Sure.  I can see that.

>> To look at the the downside consider dax_fault().  Its called on a
>> fault to a user memory map, uses the filesystems get_block() to lookup
>> a sector so you can ask a block device to convert it to an address on
>> a DIMM.  Come on, that's awkward.  Everything around dax_fault() is
>> dripping with memory semantic interfaces, the dax_fault() call are
>> fundamentally about memory, the pmem calls are memory, the hardware is
>> memory, and yet it directly calls bdev_direct_access().  It's out of
>> place.
>
> What was out of place was the old 'get_xip_mem' in address_space
> operations.  Returning a kernel virtual address and a PFN from a
> filesystem operation?  That looks awful.

Yes.  Yes it does!  But at least my big hack was just one line. ;)
Nobody really even seemed to notice at the time.

>  All the other operations deal
> in struct pages, file offsets and occasionally sectors.  Of course, we
> don't have a struct page, so a pfn makes sense, but the kernel virtual
> address being returned was a gargantuan layering problem.

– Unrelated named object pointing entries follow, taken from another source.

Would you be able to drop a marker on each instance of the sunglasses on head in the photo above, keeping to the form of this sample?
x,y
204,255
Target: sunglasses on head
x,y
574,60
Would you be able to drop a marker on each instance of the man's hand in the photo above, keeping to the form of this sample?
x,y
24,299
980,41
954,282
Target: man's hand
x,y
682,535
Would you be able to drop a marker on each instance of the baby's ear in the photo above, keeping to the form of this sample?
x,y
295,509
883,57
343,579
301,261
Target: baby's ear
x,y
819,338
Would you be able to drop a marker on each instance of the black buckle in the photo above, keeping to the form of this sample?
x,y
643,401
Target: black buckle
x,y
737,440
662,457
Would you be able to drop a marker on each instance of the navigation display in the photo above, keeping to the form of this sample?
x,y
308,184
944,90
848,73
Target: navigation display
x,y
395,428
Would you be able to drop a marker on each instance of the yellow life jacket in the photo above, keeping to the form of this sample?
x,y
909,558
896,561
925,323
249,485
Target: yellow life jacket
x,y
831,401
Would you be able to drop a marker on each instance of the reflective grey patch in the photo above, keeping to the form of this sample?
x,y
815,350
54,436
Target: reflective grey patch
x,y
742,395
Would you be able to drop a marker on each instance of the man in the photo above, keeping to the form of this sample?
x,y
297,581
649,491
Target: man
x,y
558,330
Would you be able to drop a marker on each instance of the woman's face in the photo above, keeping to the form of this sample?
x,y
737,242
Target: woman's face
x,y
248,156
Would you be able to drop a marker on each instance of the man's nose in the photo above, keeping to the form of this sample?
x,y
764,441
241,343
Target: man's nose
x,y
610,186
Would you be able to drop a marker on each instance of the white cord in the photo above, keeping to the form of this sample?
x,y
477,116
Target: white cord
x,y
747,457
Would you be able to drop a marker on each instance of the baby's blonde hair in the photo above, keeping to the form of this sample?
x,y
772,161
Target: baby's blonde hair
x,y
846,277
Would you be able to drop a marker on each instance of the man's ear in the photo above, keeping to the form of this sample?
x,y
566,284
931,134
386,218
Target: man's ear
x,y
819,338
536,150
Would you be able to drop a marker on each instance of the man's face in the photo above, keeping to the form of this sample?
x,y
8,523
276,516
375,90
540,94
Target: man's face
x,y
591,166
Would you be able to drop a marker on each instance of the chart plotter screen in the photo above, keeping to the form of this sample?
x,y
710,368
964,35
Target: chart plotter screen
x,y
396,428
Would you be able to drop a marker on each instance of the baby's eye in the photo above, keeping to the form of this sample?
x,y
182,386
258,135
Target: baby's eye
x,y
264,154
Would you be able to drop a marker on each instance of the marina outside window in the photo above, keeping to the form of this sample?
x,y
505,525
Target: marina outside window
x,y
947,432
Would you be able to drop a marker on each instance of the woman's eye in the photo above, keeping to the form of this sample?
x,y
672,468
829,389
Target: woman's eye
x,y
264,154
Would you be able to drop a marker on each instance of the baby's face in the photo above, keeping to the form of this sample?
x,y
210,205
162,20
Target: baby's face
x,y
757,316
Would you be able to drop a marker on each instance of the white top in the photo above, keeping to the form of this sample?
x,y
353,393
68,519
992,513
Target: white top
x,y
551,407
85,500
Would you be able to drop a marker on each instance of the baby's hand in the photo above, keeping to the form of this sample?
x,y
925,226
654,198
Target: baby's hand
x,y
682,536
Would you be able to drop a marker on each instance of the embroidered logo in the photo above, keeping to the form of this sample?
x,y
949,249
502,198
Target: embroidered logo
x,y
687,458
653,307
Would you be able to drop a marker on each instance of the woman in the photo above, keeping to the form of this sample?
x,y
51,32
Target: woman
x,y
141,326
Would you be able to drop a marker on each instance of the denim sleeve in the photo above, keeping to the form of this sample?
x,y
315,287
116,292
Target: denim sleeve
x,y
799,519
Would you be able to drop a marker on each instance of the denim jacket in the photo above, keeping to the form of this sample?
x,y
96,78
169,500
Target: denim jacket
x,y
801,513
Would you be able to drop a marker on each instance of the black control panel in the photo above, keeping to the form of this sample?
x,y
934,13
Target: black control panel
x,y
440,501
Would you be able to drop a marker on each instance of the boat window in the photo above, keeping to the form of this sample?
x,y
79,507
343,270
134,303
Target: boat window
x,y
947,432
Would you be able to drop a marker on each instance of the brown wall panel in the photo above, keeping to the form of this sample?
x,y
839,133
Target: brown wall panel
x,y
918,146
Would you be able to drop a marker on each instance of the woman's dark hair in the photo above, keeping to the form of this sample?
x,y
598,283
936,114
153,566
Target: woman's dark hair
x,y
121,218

Well yes, but it was an expedient hack.

>> The legacy vfs/mm code didn't have this layering problem either.  Even
>> filemap_fault() that dax_fault() is modeled after doesn't call any
>> bdev methods directly, when it needs something it asks the filesystem
>> with a ->readpage().  The precedence is that you ask the filesystem
>> for what you need.  Look at the get_bdev() thing you've concluded you
>> need.  It _almost_ makes my point.  I just happen to be of the opinion
>> that you don't actually want or need the bdev, you want the pfn/kaddr
>> so you can flush or map or memcpy().
>
> You want the pfn.  The device driver doesn't have enough information to
> give you a (coherent with userspace) kaddr.  That's what (some future
> arch-specific implementation of) dax_map_pfn() is for.  That's why it
> takes 'index' as a parameter, so you can calculate where it'll be mapped
> in userspace, and determine an appropriate kernel virtual address to
> use for it.

Oh I think I'm just beginning to catch your vision for
dax_map_pfn().  I still don't get why we can't just do semi-arch
specific flushing instead of the alignment thing.  But that just might
be epic ignorance on my part.  Either way flush or magic alignments
dax_(un)map_pfn() would handle it, right?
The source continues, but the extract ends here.